Es fehlen Schulpsychologen für Flüchtlinge

10.11.2015, 21:23 Uhr
Es fehlen Schulpsychologen für Flüchtlinge

© F.: dpa

Angesichts vieler junger Flüchtlinge an bayerischen Schulen fordert ein Nürnberger Pädagogik-Experte den verstärken Einsatz von Psychologen an Schulen. „Man bräuchte im Grunde an jeder Schule eine schulpsychologische Beratung. Einerseits für die Flüchtlinge, die fast alle in irgendeiner Weise traumatisiert sind. Andererseits aber auch für die Lehrer, die oft mit dieser Situation überfordert sind“, sagte Bernhard Jehle, Leiter des Instituts für Pädagogik und Schulpsychologie Nürnberg (IPSN).

Das Kind oder der Jugendliche habe vielleicht auf der Flucht jemanden neben sich tot niedersinken oder ertrinken sehen. „Für ein Kind kann es auch traumatisierend sein, wenn es eine ganze Nacht auf einer Brücke an der Salzach oder am Inn verbringen muss – oder ein Elternteil in der Heimat zurückgelassen werden musste.“ Solche Probleme brächten die Flüchtlinge mit in die Schulen. „Und da braucht es Psychologen.“

Im September hat das IPSN gemeinsam mit dem Integrationsbeirat und der Stadt ein Pilotprojekt an Nürnberger Berufsschulen gestartet: Flüchtlingen und deren Lehrern steht dort jetzt eine Schulpsychologin zur Verfügung, die direkt in die Klassen geht. „Das ist bayernweit einmalig“, sagte Jehle. Er sei sehr gespannt auf die ersten Erfahrungen.

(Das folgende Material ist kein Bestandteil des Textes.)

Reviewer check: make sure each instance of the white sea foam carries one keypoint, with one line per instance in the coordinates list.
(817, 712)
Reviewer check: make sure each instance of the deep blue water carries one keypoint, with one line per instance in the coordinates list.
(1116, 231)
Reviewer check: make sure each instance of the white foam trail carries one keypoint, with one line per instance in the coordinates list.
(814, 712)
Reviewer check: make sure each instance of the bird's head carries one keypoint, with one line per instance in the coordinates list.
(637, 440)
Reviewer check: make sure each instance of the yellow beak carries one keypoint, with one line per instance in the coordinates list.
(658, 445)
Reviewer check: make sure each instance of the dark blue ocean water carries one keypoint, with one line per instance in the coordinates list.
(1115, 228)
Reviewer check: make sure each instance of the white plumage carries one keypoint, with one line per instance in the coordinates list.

Das IPSN ist das älteste Lehrerfortbildungs-Institut Bayerns — jährlich besuchen etwa 8000 Teilnehmer die Seminare und Workshops. Seit 50 Jahren initiiert es außerdem innovative Schulentwicklungskonzepte, die auch bayernweit Anwendung finden. „Wir sind häufig der Zeit etwas voraus“, meinte Jehle. So bietet das Nürnberger IPSN bereits seit 1983 Fortbildungen für Lehrer und Schulen zum Thema Islam an.

Am 27. und 28. November veranstaltet das kommunal finanzierte Institut – nur zwei weitere dieser Art gibt es in Deutschland, in München und Bremerhaven – die Fachtagung „Herausforderung Vielfalt – Schule gemeinsam gestalten!“. Das Thema Integration spielt dabei eine zentrale Rolle. Neben der psychologischen Betreuung hält Jehle an den Schulen sprachsensiblen Unterricht für immer wichtiger. „Die Frage lautet heute: Wie kann ich als Lehrer Fachwissen in einer Klasse vermitteln, in der eben nicht nur Deutsche sitzen?“ Am IPSN wird das mit Lehrern trainiert: „Der Mathelehrer muss dann zum Beispiel eine Deutschaufgabe und der Deutschlehrer eine Matheaufgabe erklären.“

An dem Pädagogik-Institut läuft auch ein laut Jehle bundesweit einmaliges Migrationsprojekt: Sogenannte „Elternlotsen“ gehen mit Migrantenfamilien zu Elternabenden und Elterngesprächen und übersetzen. „Dabei geht es gar nicht so sehr um die 1:1-Sprachübersetzung, sondern eher darum, zu erklären, wie unser mehrgliedriges Schulsystem überhaupt funktioniert.“ Knapp 30 Sprachen decken die ehrenamtlichen Lotsen mittlerweile ab.